Catapulted into the Fae world to escape goblins sent after Uther, Noah must protect the man he's grown to love. They face a race against time and must defeat dark forces to break the curse to enable Uther to take his rightful place.

                                                                                                                                         When his roommate brings home a lizard, Noah has no idea his life is about to change out of all recognition. Uther is a shifter, a prince, and under a curse. Catapulted unexpectedly into the world of Fae and shifters, Noah must help Uther stay one step ahead of the witch who cursed him, as well as get him home in time to claim his crown. Noah is also resisting a growing attraction for Uther. But Uther has other ideas, and when Noah's life is endangered he's prepared to do anything it takes to save his mate.

Punching his pillow for what felt like the millionth time, Noah flopped onto his back and stared up at the ceiling. Sleep wasn’t coming, and he decided he might as well make use of the time by getting a few more cakes baked. He could have them in the oven by the time he’d boiled a kettle and made tea and let them bake while he sat with the drink.

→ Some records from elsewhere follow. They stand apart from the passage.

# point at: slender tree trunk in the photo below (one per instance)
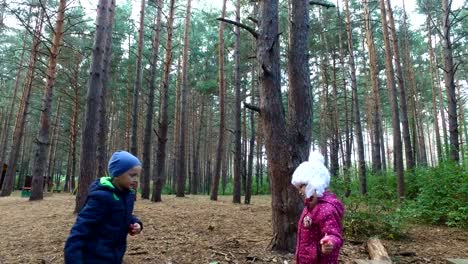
(163, 111)
(462, 122)
(9, 179)
(176, 127)
(357, 114)
(420, 146)
(137, 83)
(252, 140)
(335, 143)
(401, 90)
(145, 191)
(285, 199)
(181, 159)
(128, 106)
(103, 125)
(348, 131)
(53, 148)
(376, 157)
(10, 112)
(196, 159)
(433, 90)
(222, 111)
(74, 121)
(97, 71)
(449, 74)
(397, 148)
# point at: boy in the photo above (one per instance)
(100, 232)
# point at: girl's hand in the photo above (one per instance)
(327, 244)
(134, 229)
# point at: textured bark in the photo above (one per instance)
(299, 101)
(376, 157)
(176, 128)
(335, 134)
(196, 156)
(357, 114)
(9, 180)
(11, 110)
(222, 105)
(248, 192)
(401, 90)
(433, 88)
(137, 82)
(449, 76)
(285, 200)
(181, 159)
(163, 119)
(88, 145)
(413, 105)
(52, 157)
(74, 121)
(348, 129)
(397, 144)
(237, 117)
(148, 140)
(103, 125)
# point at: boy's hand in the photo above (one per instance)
(327, 244)
(134, 229)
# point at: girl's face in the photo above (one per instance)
(301, 189)
(128, 179)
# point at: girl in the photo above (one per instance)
(319, 237)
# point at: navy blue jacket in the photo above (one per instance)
(100, 232)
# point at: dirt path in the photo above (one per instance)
(193, 230)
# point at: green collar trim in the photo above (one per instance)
(107, 181)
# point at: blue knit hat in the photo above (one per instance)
(121, 161)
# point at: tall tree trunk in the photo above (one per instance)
(88, 145)
(348, 130)
(74, 121)
(196, 159)
(103, 125)
(9, 180)
(397, 148)
(285, 199)
(335, 143)
(449, 74)
(252, 140)
(137, 82)
(433, 88)
(222, 111)
(181, 159)
(401, 90)
(462, 123)
(52, 157)
(163, 119)
(11, 110)
(176, 128)
(420, 146)
(357, 114)
(145, 191)
(376, 157)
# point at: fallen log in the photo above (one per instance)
(377, 253)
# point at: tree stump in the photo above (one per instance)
(377, 250)
(377, 253)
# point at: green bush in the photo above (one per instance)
(441, 196)
(366, 217)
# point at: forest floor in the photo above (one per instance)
(195, 230)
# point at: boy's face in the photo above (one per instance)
(128, 179)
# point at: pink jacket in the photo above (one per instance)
(324, 218)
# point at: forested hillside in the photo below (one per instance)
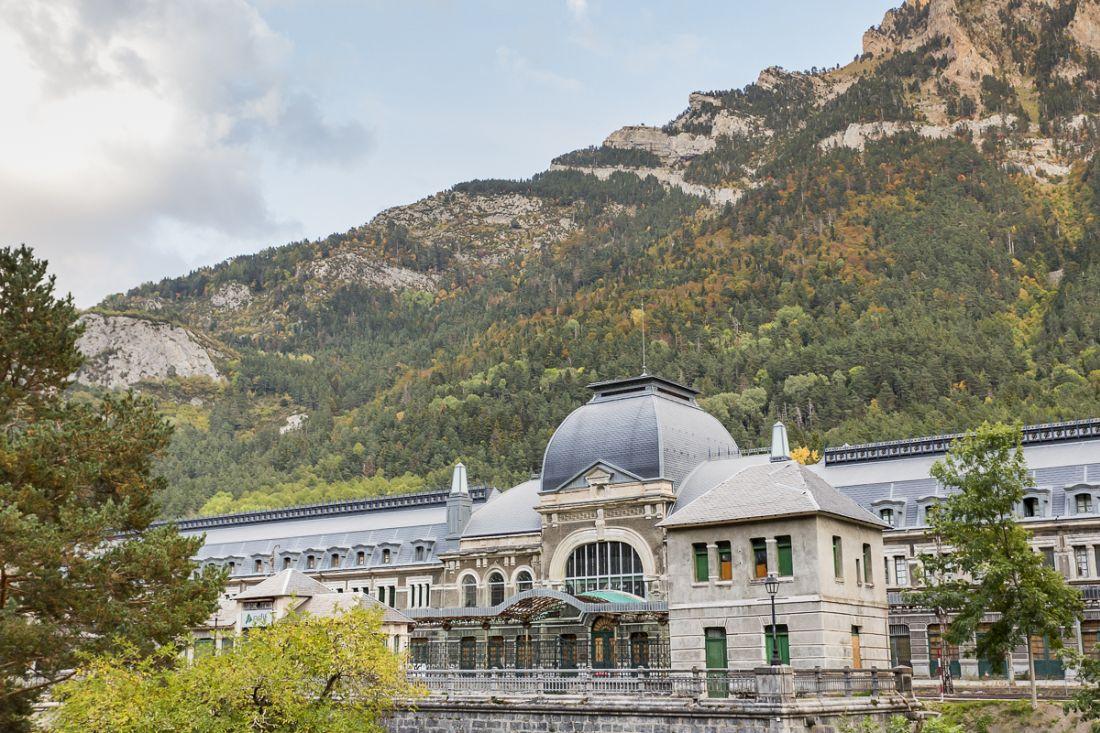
(905, 244)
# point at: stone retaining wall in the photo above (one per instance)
(631, 715)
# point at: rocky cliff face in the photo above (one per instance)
(1019, 79)
(121, 351)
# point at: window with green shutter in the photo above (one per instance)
(726, 560)
(785, 560)
(782, 637)
(702, 562)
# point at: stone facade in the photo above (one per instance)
(831, 622)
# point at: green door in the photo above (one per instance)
(567, 652)
(784, 644)
(468, 653)
(716, 656)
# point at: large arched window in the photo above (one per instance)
(495, 589)
(470, 591)
(601, 566)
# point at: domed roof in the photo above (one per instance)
(645, 426)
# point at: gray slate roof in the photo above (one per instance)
(288, 582)
(766, 491)
(648, 426)
(507, 513)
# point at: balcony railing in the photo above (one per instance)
(765, 684)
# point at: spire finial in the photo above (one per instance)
(459, 485)
(780, 447)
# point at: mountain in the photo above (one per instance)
(900, 245)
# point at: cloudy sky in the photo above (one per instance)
(144, 138)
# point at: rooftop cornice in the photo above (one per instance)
(435, 498)
(613, 387)
(939, 444)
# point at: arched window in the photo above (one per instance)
(470, 591)
(602, 566)
(495, 589)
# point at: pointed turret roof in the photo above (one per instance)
(288, 582)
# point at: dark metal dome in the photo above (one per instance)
(647, 426)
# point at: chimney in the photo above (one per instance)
(459, 503)
(780, 448)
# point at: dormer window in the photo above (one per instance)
(926, 509)
(1036, 503)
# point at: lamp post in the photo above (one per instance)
(771, 584)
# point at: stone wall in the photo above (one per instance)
(639, 717)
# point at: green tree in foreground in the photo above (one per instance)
(989, 567)
(301, 675)
(80, 568)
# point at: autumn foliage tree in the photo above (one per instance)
(301, 675)
(988, 575)
(81, 567)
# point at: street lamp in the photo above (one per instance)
(771, 584)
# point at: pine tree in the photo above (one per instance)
(81, 568)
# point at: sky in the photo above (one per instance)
(141, 139)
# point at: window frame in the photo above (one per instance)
(784, 546)
(725, 559)
(469, 586)
(759, 545)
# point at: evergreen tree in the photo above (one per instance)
(81, 569)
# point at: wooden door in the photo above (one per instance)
(716, 660)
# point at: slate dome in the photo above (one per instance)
(646, 425)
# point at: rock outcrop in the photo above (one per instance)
(121, 351)
(669, 148)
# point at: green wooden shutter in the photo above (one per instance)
(785, 560)
(784, 644)
(759, 557)
(702, 562)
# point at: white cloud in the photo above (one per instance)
(517, 65)
(125, 119)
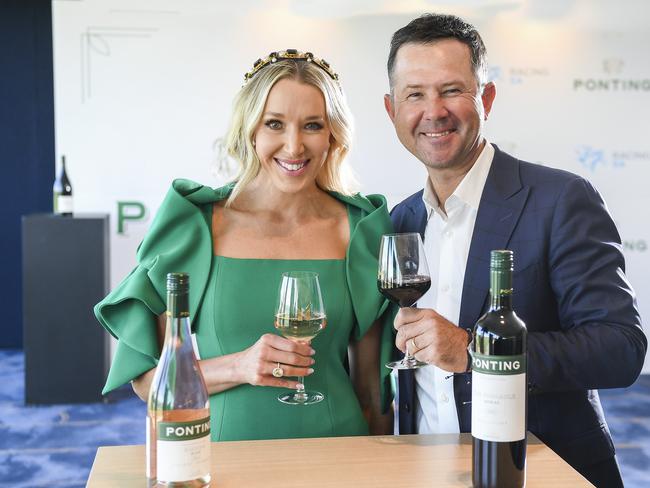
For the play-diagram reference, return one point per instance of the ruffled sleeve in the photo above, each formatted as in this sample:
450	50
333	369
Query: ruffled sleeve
370	219
178	241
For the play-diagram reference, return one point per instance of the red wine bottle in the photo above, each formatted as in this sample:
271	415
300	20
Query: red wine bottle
62	190
499	386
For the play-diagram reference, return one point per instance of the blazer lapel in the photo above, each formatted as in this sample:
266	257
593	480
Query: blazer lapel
416	221
502	202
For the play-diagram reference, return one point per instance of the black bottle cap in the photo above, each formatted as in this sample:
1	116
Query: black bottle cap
501	259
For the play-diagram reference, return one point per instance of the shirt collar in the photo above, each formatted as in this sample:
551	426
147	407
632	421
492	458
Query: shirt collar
469	190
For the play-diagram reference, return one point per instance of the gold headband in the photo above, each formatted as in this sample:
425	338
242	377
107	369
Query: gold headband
274	57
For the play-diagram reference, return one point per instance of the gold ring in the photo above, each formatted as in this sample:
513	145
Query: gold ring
278	372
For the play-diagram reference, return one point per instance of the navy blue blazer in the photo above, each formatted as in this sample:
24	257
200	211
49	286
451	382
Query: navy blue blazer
584	328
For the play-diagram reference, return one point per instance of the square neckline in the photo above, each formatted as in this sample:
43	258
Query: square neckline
347	248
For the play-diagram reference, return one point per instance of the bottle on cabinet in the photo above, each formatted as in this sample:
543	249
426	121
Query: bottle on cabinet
499	391
178	408
62	191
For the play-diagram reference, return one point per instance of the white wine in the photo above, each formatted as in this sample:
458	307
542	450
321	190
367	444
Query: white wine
178	408
62	192
300	329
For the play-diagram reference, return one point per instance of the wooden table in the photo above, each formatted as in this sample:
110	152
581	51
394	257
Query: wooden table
374	461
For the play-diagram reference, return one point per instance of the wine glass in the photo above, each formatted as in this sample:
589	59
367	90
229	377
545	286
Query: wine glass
299	317
403	277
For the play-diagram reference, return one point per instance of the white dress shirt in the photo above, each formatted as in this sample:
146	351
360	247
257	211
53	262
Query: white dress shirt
447	238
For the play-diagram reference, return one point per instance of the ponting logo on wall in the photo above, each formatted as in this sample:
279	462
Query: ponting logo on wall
129	212
516	75
613	67
594	158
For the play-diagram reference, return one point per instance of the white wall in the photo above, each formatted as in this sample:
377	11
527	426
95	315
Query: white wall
144	87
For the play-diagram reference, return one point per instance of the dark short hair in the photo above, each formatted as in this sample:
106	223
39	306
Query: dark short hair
430	28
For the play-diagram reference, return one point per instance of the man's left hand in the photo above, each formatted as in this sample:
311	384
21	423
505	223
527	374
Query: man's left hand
431	338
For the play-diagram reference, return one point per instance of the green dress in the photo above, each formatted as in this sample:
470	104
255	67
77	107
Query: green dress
232	304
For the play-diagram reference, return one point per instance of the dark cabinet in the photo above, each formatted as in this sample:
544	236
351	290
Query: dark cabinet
65	273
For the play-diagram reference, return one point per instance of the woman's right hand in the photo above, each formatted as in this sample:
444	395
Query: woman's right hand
255	365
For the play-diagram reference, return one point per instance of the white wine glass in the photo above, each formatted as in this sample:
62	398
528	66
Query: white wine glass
403	277
299	317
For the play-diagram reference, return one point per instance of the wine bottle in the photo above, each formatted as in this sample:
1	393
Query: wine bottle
62	190
178	408
499	386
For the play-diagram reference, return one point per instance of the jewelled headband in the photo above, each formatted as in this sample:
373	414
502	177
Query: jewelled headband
274	57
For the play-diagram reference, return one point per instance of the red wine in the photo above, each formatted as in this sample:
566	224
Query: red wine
406	292
62	192
499	386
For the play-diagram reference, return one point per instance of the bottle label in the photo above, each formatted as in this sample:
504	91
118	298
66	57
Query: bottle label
183	450
499	397
63	204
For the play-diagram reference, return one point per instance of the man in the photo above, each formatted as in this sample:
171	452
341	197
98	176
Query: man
584	330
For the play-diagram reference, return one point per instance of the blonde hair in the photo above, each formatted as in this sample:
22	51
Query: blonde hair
335	175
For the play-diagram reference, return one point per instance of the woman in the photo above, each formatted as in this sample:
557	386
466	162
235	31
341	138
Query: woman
291	207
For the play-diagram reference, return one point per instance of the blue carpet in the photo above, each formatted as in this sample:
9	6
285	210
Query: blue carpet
54	446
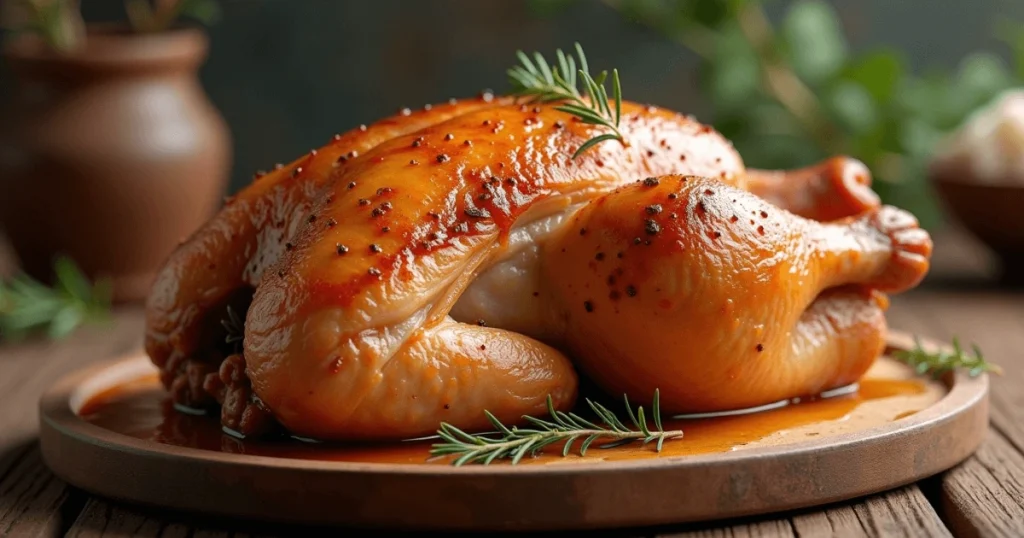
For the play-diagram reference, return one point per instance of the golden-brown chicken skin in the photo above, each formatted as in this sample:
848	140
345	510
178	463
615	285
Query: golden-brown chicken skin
402	273
722	300
349	336
223	261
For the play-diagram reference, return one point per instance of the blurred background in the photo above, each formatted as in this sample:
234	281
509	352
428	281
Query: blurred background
790	82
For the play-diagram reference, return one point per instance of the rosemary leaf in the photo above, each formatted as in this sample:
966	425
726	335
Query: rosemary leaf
538	80
28	305
517	443
939	362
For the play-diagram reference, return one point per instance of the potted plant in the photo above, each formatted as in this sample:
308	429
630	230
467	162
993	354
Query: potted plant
110	151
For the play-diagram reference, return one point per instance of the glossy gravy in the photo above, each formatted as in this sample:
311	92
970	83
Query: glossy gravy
141	409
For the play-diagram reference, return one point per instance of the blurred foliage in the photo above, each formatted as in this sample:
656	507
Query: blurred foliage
56	22
60	26
28	305
791	93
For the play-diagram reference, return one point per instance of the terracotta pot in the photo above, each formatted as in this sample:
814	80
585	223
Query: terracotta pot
112	155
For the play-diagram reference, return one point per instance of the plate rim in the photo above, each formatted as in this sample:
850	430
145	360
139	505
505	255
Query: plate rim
964	392
478	497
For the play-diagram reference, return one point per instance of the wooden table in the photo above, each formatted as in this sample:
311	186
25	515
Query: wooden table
982	497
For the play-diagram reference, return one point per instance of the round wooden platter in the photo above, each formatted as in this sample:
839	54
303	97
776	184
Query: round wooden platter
773	477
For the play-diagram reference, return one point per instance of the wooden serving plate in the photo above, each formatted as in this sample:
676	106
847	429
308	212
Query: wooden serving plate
811	464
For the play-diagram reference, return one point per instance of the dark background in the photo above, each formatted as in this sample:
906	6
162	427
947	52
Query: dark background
289	74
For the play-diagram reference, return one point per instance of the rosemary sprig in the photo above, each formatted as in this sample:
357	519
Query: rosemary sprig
27	304
940	362
516	443
542	82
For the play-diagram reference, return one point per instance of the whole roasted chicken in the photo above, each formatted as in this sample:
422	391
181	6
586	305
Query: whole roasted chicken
462	258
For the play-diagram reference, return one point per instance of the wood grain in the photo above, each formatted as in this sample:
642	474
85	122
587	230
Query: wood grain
769	479
900	512
982	497
33	501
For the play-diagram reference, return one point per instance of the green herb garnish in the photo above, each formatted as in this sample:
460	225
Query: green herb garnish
539	80
27	304
940	362
516	443
235	328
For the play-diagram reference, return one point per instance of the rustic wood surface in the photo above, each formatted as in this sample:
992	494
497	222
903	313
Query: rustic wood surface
984	496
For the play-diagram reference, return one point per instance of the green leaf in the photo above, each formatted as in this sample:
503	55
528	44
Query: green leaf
853	107
981	77
733	75
547	8
1012	33
65	322
814	40
880	73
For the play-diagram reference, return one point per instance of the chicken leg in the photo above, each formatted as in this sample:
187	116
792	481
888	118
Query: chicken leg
719	298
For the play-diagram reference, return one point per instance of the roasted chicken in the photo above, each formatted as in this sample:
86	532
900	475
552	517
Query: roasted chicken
457	259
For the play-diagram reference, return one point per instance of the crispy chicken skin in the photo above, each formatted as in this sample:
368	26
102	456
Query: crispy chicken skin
722	300
350	336
225	259
441	262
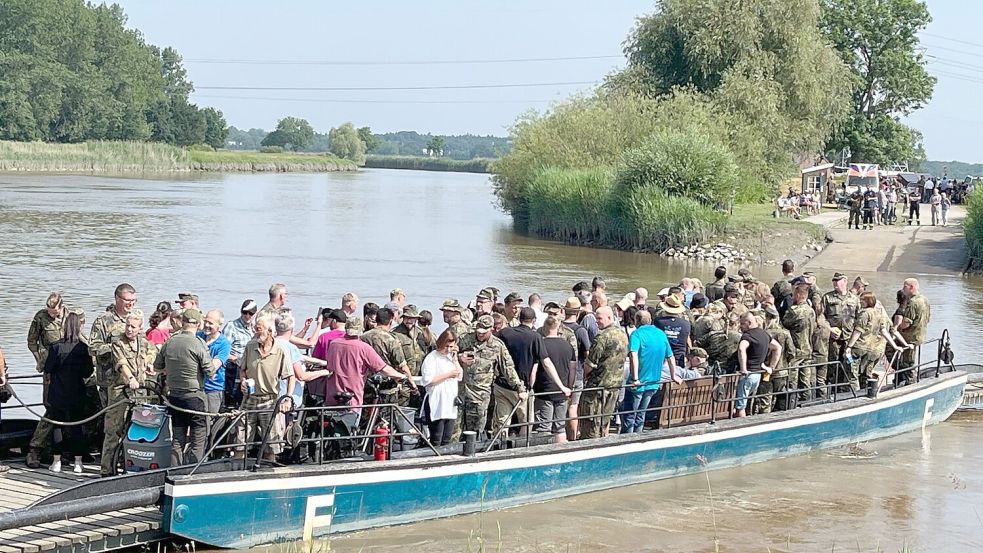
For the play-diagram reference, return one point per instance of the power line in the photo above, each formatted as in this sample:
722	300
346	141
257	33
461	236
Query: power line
354	101
383	62
371	88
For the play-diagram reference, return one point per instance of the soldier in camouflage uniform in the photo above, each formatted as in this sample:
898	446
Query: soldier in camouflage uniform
46	329
390	349
485	360
777	384
603	369
800	321
914	322
840	308
133	366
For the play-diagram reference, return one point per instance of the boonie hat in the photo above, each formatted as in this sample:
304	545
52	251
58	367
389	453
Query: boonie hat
353	327
451	304
484	324
191	316
513	296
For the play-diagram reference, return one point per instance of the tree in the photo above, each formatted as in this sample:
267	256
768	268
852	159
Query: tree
291	132
878	40
216	130
346	143
371	141
436	146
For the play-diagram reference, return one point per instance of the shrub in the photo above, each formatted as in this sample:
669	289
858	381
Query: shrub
680	163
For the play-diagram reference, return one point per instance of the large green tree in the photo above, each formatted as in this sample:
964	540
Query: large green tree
292	133
878	40
345	143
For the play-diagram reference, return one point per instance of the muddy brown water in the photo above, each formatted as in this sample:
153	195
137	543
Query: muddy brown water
438	235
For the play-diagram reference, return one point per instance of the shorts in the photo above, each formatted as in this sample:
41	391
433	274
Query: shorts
547	413
578	389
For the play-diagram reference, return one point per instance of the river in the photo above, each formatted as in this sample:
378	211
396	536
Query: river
438	235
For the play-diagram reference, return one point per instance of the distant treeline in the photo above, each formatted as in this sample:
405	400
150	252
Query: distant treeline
478	165
403	143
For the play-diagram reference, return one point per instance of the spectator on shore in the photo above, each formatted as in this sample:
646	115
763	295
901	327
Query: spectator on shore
67	365
440	374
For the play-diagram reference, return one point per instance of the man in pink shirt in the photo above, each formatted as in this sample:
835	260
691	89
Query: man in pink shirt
349	360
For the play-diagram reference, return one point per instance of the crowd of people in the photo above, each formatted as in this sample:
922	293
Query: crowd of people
575	369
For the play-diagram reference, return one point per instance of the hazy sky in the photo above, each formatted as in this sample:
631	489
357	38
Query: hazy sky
446	30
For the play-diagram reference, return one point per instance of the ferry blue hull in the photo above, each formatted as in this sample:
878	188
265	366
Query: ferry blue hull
284	504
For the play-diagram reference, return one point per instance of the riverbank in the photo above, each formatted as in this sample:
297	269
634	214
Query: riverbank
420	163
111	157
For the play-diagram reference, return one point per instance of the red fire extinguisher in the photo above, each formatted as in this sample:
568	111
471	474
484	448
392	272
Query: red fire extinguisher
381	450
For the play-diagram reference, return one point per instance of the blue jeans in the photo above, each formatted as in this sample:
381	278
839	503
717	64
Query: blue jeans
747	385
635	403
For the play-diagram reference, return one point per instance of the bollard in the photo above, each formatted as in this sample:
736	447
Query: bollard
470	442
873	386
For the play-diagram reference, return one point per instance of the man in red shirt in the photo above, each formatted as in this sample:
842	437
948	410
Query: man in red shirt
349	360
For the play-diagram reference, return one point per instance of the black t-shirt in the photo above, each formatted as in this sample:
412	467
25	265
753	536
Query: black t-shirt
677	329
561	354
757	350
526	347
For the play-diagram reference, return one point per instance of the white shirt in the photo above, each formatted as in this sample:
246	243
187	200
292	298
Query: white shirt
440	396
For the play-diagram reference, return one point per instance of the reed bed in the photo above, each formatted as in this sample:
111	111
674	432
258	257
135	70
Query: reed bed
92	157
420	163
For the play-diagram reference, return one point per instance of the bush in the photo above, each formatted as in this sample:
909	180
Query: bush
679	163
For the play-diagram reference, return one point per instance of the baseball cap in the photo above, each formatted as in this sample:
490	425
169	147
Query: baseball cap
484	324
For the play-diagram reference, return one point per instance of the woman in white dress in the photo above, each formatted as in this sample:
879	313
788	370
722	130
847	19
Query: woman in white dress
440	374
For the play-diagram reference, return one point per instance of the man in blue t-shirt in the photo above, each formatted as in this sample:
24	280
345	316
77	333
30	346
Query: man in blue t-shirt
219	347
649	352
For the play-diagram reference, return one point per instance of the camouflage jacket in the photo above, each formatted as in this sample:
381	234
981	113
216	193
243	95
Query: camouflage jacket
44	331
387	345
492	363
607	359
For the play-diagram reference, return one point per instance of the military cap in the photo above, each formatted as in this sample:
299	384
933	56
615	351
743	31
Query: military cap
353	326
484	324
451	304
190	316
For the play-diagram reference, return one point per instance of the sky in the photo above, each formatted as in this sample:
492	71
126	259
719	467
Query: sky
356	36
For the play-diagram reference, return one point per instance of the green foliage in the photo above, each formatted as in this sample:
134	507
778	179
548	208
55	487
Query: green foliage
421	163
685	164
878	40
346	144
371	141
73	72
973	225
435	147
292	133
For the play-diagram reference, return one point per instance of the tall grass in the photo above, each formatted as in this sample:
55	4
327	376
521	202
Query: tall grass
420	163
973	226
94	157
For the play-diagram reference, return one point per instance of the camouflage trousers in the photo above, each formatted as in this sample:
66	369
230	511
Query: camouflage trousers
472	416
42	433
596	407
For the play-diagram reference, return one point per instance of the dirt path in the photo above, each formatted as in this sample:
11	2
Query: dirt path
902	249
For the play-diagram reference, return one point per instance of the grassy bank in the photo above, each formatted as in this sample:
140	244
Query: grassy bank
148	157
973	226
420	163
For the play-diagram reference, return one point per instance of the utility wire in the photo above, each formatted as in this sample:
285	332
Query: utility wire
383	62
369	88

The plan held much more merit than lying in bed and staring at the ceiling did, which was the only alternative. Noah pulled on a T-shirt and headed downstairs. Rubbing his eyes, he headed toward the kitchen, almost on autopilot.
Then he stopped and stared and rubbed his eyes again. The same blue-haired stranger from two nights ago sat next to the fridge. Noah snatched up his rolling pin, which he always left on the counter, and adopted what he hoped looked like a fighting stance, the rolling pin raised.
The unknown man stared back at Noah, his cheeks bulging slightly from the cake he’d just stuffed unceremoniously inside his mouth as if trying to hide it.
Noah was stunned the man showed neither fear nor reaction to Noah standing there with a rolling pin at the ready. “James get in here. We’ve got an intruder. Hurry!” Noah shouted, keeping his makeshift weapon poised.
The stranger looked away, his gaze darting back to the fridge as if deciding what to steal next.
“Don’t even think about it.” Noah dropped his voice to a warning growl.
“What intruder? Oh fuck. Why didn’t Aunt Tawny tell me she was giving me a shifter?”
“Need-to-know basis.” The words were garbled but recognizable as the stranger tried to swallow the last of the cake.
“Hey. He’s nearly naked. And what do you mean, shifter?” Noah looked from the man sitting on the floor to his roommate as if they were in collusion. Then it struck him. “Shifter? He’s that… lizard?” Images of him pottering around naked while preparing food when James was out for the night made his cheeks burn with embarrassment.
The stranger snickered as if knowing exactly what was going through Noah’s mind. “Nicely hung. For a human.”
Lowering the rolling pin, Noah’s shoulders slumped. “I didn’t know your side mixed with shifters.”
James ran his hands through his hair. “If Aunt Tawny hasn’t told me, then it’s not simple or straightforward. In fact, it’s likely to be downright dangerous.”
A thrill skittered down Noah’s spine. “What do we do? Hey! Stop that!”
The shifter had clearly decided he and James were of no more interest to him and was busily eating another of Noah’s cupcakes. “Hungry. Sweet. Nice.”
“I know they’re nice. I made them. You can’t be hungry. You’ve had lots of fruit and vegetables.” Noah stood, hands on hips, glaring at the shifter.
“Pfft. This is better.” The shifter stuck out his tongue and carried on devouring the cake with gusto.
“Er… I think I’d best try and get hold of Aunt Tawny. Find out why I got to keep charge of a lizard shifter.”